I blinked, surprised that she’d remember, especially since she’d graduated two years before I did. “Uh, yeah, I was. Just one of those weirdos who loves to learn, I guess. For a while there, I thought maybe I even wanted to go into academia. But since I’m partial to the idea of paying off my student loans before I have grandkids, I wound up taking a job with a subscription box start-up a few years back.”
She lifted her eyebrows, pitch-black and naturally dramatic, and gave me an admiring nod. “Oh, well played. Those are all the rage, right? What kind of goodies?”
“Well . . .” My cheeks heated a little, and I nibbled on the inside of my lower lip, wondering if I was just imagining the way her gaze briefly leapt down to my mouth. “It’s called, uh, Enchantify. ‘Magical treasures to indulge your inner witch.’ Incense, chakra-cleansing bath bombs, fancy pendulums, that kind of thing. My job is coming up with the concepts, then sourcing the contents each month from local vendors.”
“I . . . see.” A suspicious hint of a smile flickered over her full lips. “And, if I may, what was September’s theme?”
“It was Find Your Inner Goddess, actually,” I admitted, my cheeks now fully aflame. The irony of a former witch peddling pseudo-magical artifacts was far from lost on me. “It included a truffle box that came with a hand-painted tarot deck and meditation crystals. So you could discover your inner goddess while fondling a chunk of sustainably sourced selenite and enjoying an artisanal nougat. As, you know, witches are wont to do.”

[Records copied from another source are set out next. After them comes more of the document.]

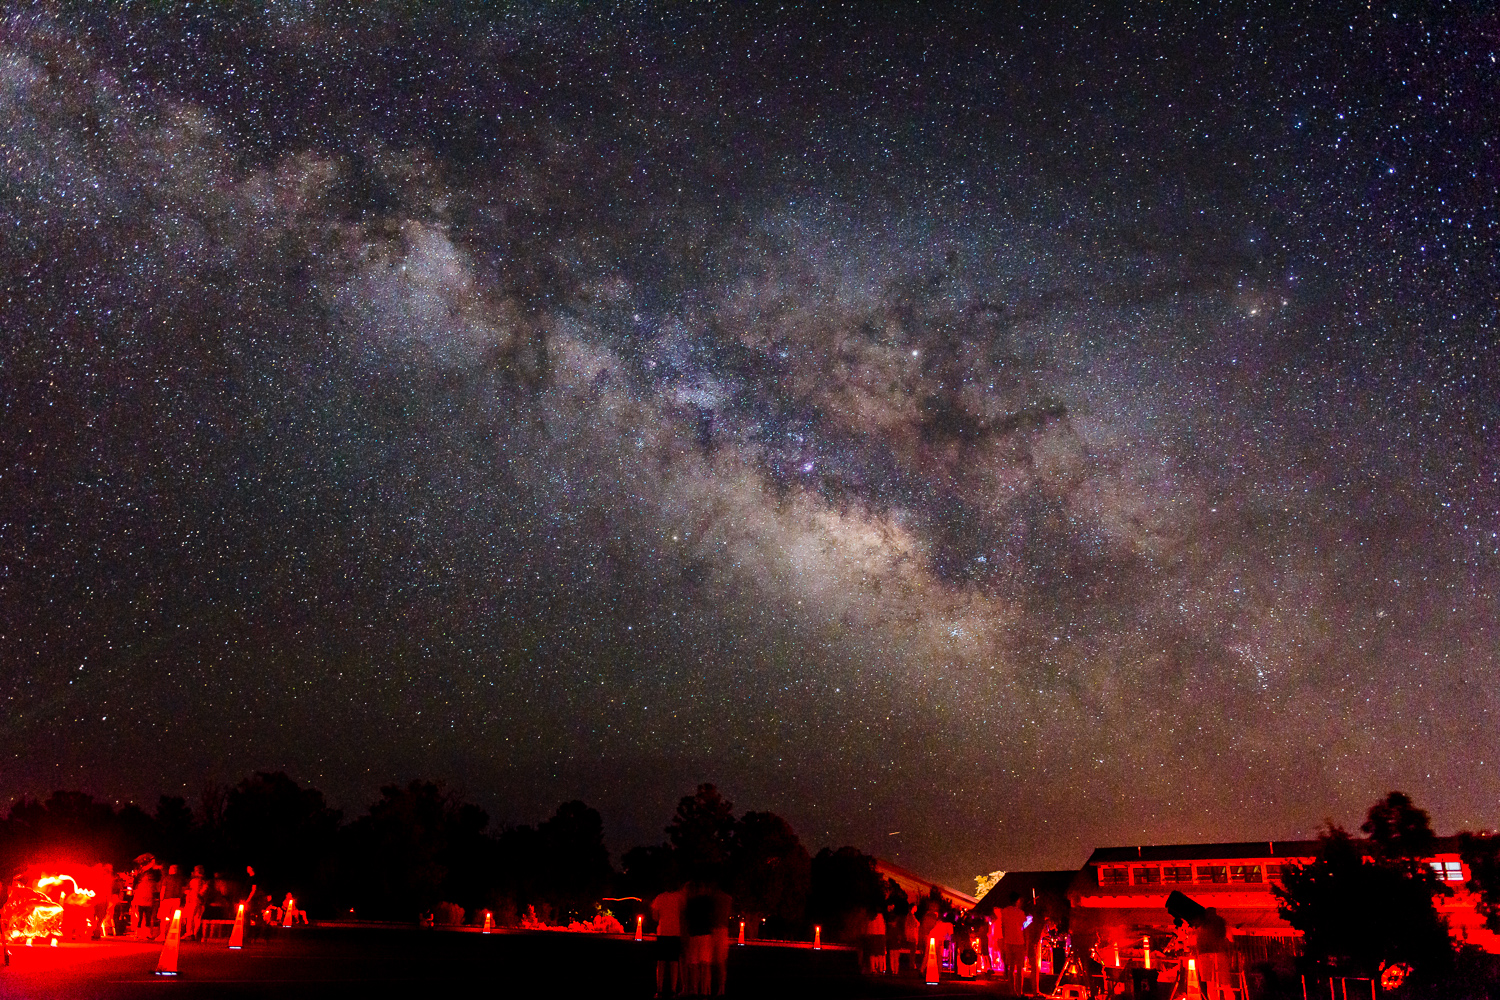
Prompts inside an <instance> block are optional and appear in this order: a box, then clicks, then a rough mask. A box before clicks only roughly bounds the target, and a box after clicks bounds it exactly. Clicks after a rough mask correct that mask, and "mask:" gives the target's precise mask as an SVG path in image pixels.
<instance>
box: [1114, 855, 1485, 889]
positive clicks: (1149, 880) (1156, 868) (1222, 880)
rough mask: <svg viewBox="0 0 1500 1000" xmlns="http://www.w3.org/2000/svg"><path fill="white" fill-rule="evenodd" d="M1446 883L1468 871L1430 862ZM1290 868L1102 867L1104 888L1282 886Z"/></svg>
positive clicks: (1444, 863)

“As I myself was planning on doing tonight, before I came here instead.” Now she was grinning fully, rolling the stem of her glass between her fingers. But there was no sharp edge to her teasing, no malice to it at all. “So, what you’re telling me is, you’re a wannabe-witch enabler, is that about right?”
“More or less,” I admitted. “It’s about as far from real magic as you can get, but, false modesty aside, I pretty much kill at it. And it’s a booming business. Can’t throw a rock without hitting an Instagram witch these days.”
Talia toyed with her straw, looking more pensive than mocking. “All jokes aside, that’s a really smart take. I keep pitching Elena on adding an online presence to the Emporium, but she’s such a pigheaded traditionalist. Claims it would ‘dilute’ the ‘authenticity.’?” She put both words in finger quotes, rolling her eyes. “As if you have to earn the right to shop there by physically showing up, like it’s some kind of pagan pilgrimage instead of an upmarket Witch Walmart.”